Doch obwohl wir heute in einer anderen Welt leben als noch zu Beginn der Industriellen Revolution, „suchen wir heute vorwiegend mit der damaligen Sichtweise auf die Welt nach Lösungen. Wir haben vergessen, unsere Denkmuster auf ihre Tauglichkeit für die Gegenwart zu prüfen. Sie zu hinterfragen macht die Hebel frei, mit denen wir aus der Krise in die Zukunftsgestaltung im 21. Jahrhundert kommen.“ (GÖPEL 2021, S. 15) Damit macht Göpel sich ein Konzept aus der Systemtheorie zu eigen, wonach (Lebendige) Systeme oft auf Lösungen setzen, die zu einem bestimmten Zeitpunkt, in einem bestimmten Kontext sinnvoll und hilfreich waren. Werden solche Lösungen weiter genutzt, obwohl sich der Kontext ändert, können Lösungen Teil des aktuellen Problems werden. Um die aktuellen Krisen zu meistern, müssten wir uns, so Göpel, „die Regeln bewusst machen, nach denen unser Wirtschaftssystem gebaut ist. Erst, wenn wir sie erkennen, können wir sie auch ändern. (GÖPEL 2021, S. 22)

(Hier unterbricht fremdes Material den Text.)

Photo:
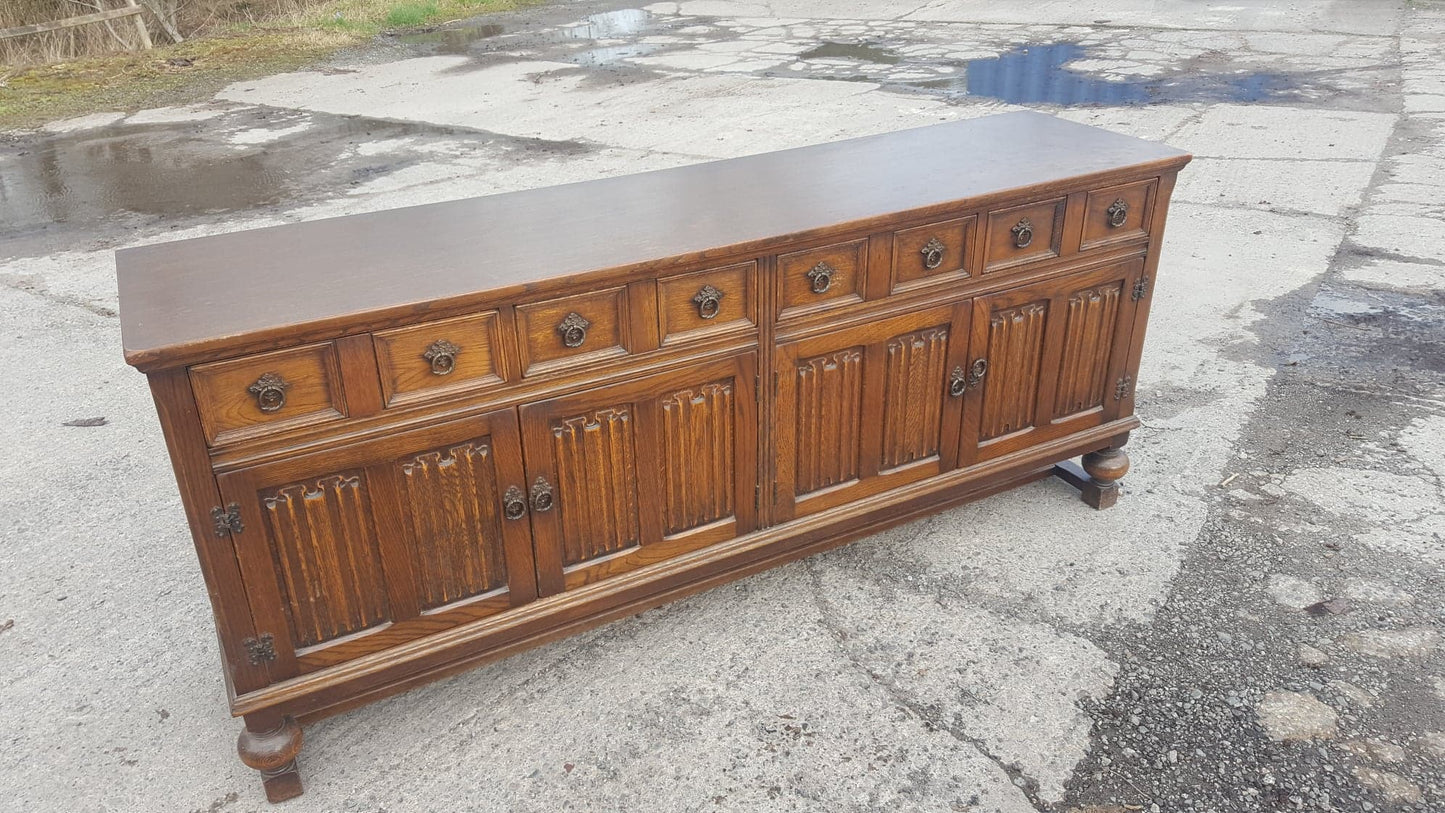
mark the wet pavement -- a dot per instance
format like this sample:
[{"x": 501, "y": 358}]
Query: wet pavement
[{"x": 1254, "y": 627}]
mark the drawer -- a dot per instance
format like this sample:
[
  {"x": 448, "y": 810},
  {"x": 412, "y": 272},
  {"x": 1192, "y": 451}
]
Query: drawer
[
  {"x": 821, "y": 277},
  {"x": 438, "y": 358},
  {"x": 932, "y": 254},
  {"x": 1117, "y": 214},
  {"x": 1023, "y": 234},
  {"x": 572, "y": 331},
  {"x": 273, "y": 392},
  {"x": 701, "y": 303}
]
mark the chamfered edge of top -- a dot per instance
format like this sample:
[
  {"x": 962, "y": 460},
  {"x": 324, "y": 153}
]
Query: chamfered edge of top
[{"x": 291, "y": 275}]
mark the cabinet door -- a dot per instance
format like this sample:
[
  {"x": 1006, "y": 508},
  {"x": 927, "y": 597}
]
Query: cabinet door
[
  {"x": 1055, "y": 355},
  {"x": 357, "y": 549},
  {"x": 866, "y": 409},
  {"x": 630, "y": 474}
]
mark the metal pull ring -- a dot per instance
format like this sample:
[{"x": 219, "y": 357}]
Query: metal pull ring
[
  {"x": 513, "y": 504},
  {"x": 821, "y": 277},
  {"x": 1117, "y": 212},
  {"x": 1022, "y": 233},
  {"x": 442, "y": 357},
  {"x": 976, "y": 373},
  {"x": 957, "y": 383},
  {"x": 270, "y": 392},
  {"x": 541, "y": 496},
  {"x": 932, "y": 253},
  {"x": 574, "y": 329},
  {"x": 708, "y": 302}
]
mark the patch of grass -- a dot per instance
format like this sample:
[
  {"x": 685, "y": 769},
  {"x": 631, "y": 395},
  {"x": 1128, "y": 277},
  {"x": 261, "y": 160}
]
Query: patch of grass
[
  {"x": 198, "y": 68},
  {"x": 411, "y": 15}
]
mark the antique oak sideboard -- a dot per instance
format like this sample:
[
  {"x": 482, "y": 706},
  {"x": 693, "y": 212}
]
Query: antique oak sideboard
[{"x": 413, "y": 441}]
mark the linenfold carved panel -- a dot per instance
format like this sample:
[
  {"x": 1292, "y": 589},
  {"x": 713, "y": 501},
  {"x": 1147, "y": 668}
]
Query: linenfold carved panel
[
  {"x": 913, "y": 396},
  {"x": 698, "y": 441},
  {"x": 327, "y": 555},
  {"x": 1088, "y": 338},
  {"x": 1015, "y": 354},
  {"x": 597, "y": 483},
  {"x": 830, "y": 394},
  {"x": 451, "y": 503}
]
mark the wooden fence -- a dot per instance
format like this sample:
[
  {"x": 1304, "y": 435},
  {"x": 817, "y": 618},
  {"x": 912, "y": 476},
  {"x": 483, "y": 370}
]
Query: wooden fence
[{"x": 130, "y": 10}]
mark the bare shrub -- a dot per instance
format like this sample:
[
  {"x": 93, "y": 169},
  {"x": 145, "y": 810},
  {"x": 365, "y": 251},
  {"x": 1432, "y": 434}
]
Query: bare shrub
[{"x": 185, "y": 16}]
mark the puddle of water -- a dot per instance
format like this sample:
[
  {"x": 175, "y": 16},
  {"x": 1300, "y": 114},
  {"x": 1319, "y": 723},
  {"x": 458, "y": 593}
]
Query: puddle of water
[
  {"x": 1036, "y": 74},
  {"x": 609, "y": 25},
  {"x": 610, "y": 54},
  {"x": 184, "y": 169},
  {"x": 453, "y": 39},
  {"x": 860, "y": 52}
]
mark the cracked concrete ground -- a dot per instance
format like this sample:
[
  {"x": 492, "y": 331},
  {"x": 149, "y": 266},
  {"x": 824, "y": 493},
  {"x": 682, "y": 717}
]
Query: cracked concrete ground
[{"x": 1254, "y": 627}]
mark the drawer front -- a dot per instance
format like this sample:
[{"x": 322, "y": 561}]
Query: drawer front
[
  {"x": 1117, "y": 214},
  {"x": 932, "y": 254},
  {"x": 273, "y": 392},
  {"x": 821, "y": 277},
  {"x": 437, "y": 358},
  {"x": 707, "y": 302},
  {"x": 572, "y": 331},
  {"x": 1023, "y": 234}
]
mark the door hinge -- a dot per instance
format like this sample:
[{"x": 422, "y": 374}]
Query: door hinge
[
  {"x": 227, "y": 520},
  {"x": 260, "y": 650}
]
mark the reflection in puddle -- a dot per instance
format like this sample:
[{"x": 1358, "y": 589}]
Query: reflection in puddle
[
  {"x": 853, "y": 51},
  {"x": 236, "y": 162},
  {"x": 1036, "y": 74},
  {"x": 609, "y": 25},
  {"x": 610, "y": 54},
  {"x": 453, "y": 39}
]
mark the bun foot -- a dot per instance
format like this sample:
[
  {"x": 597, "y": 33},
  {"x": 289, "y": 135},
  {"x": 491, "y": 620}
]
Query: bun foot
[
  {"x": 1098, "y": 480},
  {"x": 1104, "y": 468},
  {"x": 273, "y": 753}
]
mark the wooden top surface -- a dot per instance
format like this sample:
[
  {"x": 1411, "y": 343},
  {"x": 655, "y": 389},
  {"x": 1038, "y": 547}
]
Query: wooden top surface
[{"x": 192, "y": 295}]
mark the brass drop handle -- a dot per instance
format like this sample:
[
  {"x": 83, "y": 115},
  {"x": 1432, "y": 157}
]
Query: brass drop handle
[
  {"x": 541, "y": 496},
  {"x": 821, "y": 277},
  {"x": 270, "y": 392},
  {"x": 960, "y": 381},
  {"x": 976, "y": 373},
  {"x": 932, "y": 253},
  {"x": 574, "y": 329},
  {"x": 1022, "y": 233},
  {"x": 442, "y": 357},
  {"x": 1117, "y": 212},
  {"x": 513, "y": 504},
  {"x": 708, "y": 302}
]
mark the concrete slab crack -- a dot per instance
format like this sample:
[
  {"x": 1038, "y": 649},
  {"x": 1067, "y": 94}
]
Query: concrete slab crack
[{"x": 1028, "y": 786}]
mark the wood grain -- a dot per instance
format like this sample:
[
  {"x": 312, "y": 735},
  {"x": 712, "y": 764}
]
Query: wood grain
[
  {"x": 408, "y": 374},
  {"x": 463, "y": 254},
  {"x": 607, "y": 331},
  {"x": 398, "y": 519},
  {"x": 1000, "y": 244},
  {"x": 230, "y": 410},
  {"x": 453, "y": 501}
]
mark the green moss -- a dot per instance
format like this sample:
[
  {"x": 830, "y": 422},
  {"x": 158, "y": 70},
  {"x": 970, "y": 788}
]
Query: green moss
[
  {"x": 411, "y": 15},
  {"x": 198, "y": 68}
]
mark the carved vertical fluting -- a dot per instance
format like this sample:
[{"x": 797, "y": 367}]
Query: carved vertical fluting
[
  {"x": 830, "y": 393},
  {"x": 1015, "y": 355},
  {"x": 913, "y": 396},
  {"x": 698, "y": 448},
  {"x": 451, "y": 500},
  {"x": 597, "y": 484},
  {"x": 328, "y": 558},
  {"x": 1088, "y": 338}
]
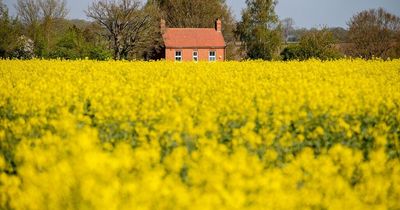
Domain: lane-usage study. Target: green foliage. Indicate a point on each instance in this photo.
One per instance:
(313, 44)
(260, 30)
(74, 45)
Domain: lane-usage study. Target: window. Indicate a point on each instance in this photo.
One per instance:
(195, 56)
(178, 55)
(212, 56)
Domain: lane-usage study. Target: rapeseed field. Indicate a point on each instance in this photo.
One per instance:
(234, 135)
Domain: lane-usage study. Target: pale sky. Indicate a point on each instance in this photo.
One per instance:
(306, 13)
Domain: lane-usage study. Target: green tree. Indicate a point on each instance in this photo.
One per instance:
(79, 44)
(259, 30)
(10, 30)
(199, 14)
(39, 18)
(373, 33)
(313, 44)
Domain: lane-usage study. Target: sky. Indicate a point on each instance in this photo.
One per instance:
(305, 13)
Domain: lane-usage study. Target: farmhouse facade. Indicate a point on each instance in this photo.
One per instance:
(194, 44)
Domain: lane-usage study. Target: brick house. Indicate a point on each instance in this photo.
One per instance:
(194, 44)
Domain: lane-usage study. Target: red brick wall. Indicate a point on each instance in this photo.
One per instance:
(187, 54)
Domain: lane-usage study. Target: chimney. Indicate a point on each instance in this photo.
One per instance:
(218, 25)
(163, 26)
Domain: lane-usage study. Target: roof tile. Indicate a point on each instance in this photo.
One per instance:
(193, 37)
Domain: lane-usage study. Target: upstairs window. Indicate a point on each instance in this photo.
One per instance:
(212, 56)
(195, 56)
(178, 55)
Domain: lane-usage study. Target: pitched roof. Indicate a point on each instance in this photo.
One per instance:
(193, 37)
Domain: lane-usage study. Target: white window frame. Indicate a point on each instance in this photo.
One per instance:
(212, 58)
(178, 58)
(195, 57)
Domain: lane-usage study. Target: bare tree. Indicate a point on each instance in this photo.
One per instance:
(373, 33)
(127, 23)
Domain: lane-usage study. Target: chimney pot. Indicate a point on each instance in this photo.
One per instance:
(163, 26)
(218, 25)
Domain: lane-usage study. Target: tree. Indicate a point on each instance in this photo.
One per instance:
(199, 14)
(313, 44)
(39, 17)
(51, 10)
(78, 44)
(128, 24)
(373, 33)
(287, 27)
(10, 29)
(260, 30)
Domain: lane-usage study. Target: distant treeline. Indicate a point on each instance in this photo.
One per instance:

In den weiteren Kapiteln entfaltet Göpel diese Grundgedanken. Zunächst legt sie dar, inwiefern sich unsere Situation heute von der der Menschen zu Beginn der industriellen Revolution unterscheidet. „Während der Menschheit lange sehr viel Planet für wenige Menschen gegenüberstand, gibt es heute für immer mehr Menschen immer weniger Planet. Will die Menschheit nicht ihren eigenen Zusammenbruch herbeiführen, muss sie lernen, in einer vollen Welt zu wirtschaften, auf einem einzigen Planeten, mit begrenzten Ressourcen.“ (GÖPEL 2021,36) So werde es ganz neu zur Aufgabe für die Menschheit, die „Grenzen des Wachstums“ zu erkennen und in eine neue Form des Wirtschaftens einzutreten. Die bestehenden Systeme seien nicht nachhaltig (genug) und „müssen notgedrungen zusammenbrechen, wenn wir nicht lernen, sie umzubauen.“ (GÖPEL, S. 54)
Sie beschreibt das Mindset und die Gedankenwelt, die bis heute unsere Gesellschaft und insbesondere unser Wirtschaftssystem prägt. Aktuell würden die Wirtschaftswissenschaften mehrheitlich den Menschen als egoistisches Wesen denken. „Dieses Menschenbild ist falsch und muss dringend einem Update unterzogen werden. (…) Wir brauchen eine Neubetrachtung der Werte, die Menschen in ihre kooperativen Lebendigkeit stützen. (GÖPEL, S. 72)
Vom Produkt zum Prozess. Vom Förderband zum Kreislauf. Vom Einzelteil zum System. Vom Extrahieren zum Regenerieren. Vom Wettkampf zur Zusammenarbeit. Von Unwucht zur Balance. Vom Geld zum Wert.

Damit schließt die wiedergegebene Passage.